Celebrating an anniversary is always attractive to concert promoters. It helps us to appreciate music that we might otherwise tend to overlook. This was the case with the lunchtime concert on Thursday 8th May at Christ Church Woking, presented by the University of Surrey and devoted entirely to the music of Dame Ethel Smyth. The occasion was enhanced by the presence of the Musical Passions Exhibition, kindly loaned from the Surrey History Centre.

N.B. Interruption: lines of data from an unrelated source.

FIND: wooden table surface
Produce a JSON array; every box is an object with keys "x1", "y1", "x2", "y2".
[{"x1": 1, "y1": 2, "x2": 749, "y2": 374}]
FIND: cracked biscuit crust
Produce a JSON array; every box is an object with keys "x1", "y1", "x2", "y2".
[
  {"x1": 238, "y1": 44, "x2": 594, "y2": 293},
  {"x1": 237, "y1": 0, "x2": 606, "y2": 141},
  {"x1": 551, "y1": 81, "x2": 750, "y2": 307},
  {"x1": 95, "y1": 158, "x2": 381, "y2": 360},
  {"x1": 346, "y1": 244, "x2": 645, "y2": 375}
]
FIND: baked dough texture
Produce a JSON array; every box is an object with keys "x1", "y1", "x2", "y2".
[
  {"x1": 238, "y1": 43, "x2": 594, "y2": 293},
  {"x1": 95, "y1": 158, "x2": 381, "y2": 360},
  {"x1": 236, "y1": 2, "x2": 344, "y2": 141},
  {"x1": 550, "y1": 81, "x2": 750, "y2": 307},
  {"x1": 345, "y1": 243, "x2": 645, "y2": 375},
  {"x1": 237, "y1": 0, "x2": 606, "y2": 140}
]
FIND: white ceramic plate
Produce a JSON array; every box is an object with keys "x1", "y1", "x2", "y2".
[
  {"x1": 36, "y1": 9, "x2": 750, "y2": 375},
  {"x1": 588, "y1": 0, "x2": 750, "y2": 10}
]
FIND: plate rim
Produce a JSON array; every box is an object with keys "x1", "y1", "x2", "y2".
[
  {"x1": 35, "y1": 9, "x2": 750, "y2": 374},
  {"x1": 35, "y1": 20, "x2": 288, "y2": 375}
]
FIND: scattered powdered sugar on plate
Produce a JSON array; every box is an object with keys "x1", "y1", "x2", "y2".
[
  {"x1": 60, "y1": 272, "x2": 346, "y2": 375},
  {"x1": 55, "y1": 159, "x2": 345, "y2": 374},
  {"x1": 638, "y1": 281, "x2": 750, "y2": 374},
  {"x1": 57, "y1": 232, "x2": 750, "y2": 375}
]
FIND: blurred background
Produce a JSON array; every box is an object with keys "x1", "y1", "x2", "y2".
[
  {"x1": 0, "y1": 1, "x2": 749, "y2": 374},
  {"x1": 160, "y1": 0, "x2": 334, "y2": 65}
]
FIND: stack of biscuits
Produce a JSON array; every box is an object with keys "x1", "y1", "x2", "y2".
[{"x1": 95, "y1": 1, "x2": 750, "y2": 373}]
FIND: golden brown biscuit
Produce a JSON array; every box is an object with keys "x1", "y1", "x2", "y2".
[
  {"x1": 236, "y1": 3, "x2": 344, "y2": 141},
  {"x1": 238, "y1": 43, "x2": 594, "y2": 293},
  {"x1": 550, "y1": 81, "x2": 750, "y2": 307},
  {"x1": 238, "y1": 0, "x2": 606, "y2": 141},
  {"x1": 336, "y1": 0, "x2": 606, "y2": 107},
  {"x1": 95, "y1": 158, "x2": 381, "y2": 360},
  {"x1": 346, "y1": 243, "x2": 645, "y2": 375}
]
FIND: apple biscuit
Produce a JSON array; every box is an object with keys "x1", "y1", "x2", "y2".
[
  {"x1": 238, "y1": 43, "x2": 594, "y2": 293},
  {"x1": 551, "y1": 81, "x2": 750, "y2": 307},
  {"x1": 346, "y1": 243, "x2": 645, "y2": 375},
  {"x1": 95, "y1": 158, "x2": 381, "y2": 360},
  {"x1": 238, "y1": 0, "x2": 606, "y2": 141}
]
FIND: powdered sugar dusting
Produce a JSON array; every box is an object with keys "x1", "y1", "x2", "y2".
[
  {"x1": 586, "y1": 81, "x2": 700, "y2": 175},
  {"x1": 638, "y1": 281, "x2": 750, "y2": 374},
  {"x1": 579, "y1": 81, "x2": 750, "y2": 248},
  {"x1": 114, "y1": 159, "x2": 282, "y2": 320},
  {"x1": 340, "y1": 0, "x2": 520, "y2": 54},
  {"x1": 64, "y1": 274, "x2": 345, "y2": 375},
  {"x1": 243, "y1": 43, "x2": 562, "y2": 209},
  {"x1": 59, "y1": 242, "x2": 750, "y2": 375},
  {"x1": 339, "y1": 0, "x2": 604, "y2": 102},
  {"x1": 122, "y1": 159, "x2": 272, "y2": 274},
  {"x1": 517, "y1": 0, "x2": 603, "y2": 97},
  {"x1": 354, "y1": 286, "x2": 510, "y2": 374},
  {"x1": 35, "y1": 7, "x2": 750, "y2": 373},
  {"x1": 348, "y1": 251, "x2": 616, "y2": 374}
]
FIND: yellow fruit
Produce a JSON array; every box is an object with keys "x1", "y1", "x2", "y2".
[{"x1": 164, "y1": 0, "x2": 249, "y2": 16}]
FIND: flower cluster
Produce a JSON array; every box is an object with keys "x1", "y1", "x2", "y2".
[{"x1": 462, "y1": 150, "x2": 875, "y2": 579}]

The date was exactly 70 years after the death of this remarkable composer, who was widely travelled but settled in Woking in her later years. Like some other women of her generation, Smyth fought energetically for the recognition of women composers, but she did much else besides, especially towards the suffragette movement. As a composer, she studied in Germany, then enjoyed much success there, particularly in opera, and was acquainted with many of Germany’s leading composers of the time.
The concert featured staff performers, with a few students in support. Senior lecturer Christopher Wiley, who has done much research into Smyth, not only devised and introduced the concert but also, very expertly, played oboe and organ. Staff pianists Maureen Galea and Margaret Roberts were, as always, a delight to hear.
Two trios for flute, oboe and piano proved delightful [and] two organ chorale preludes, on O Gott du frommer Gott, seemed reminiscent of Brahms, whom Smyth knew, though Brahms’s own prelude on this particular chorale was composed a decade later.
More substantial were piano solo works played by Maureen Galea. Aus der Jugendzeit, Nocturne, and the slightly neo-baroque Suite in E major all showed fine piano writing and subtle design. More challenging was the piano transcription of the overture to Smyth’s fourth opera The Boatswain’s Mate. This features the theme ‘The March of the Women’ which became well known during the suffragette movement a century ago.
The concert concluded with two choral items from Songs of Sunrise (1911), sung by a few singers drawn from the University Chamber Choir, conducted by Isabella Stocchetti. The March of the Women provided a fitting conclusion to the programme.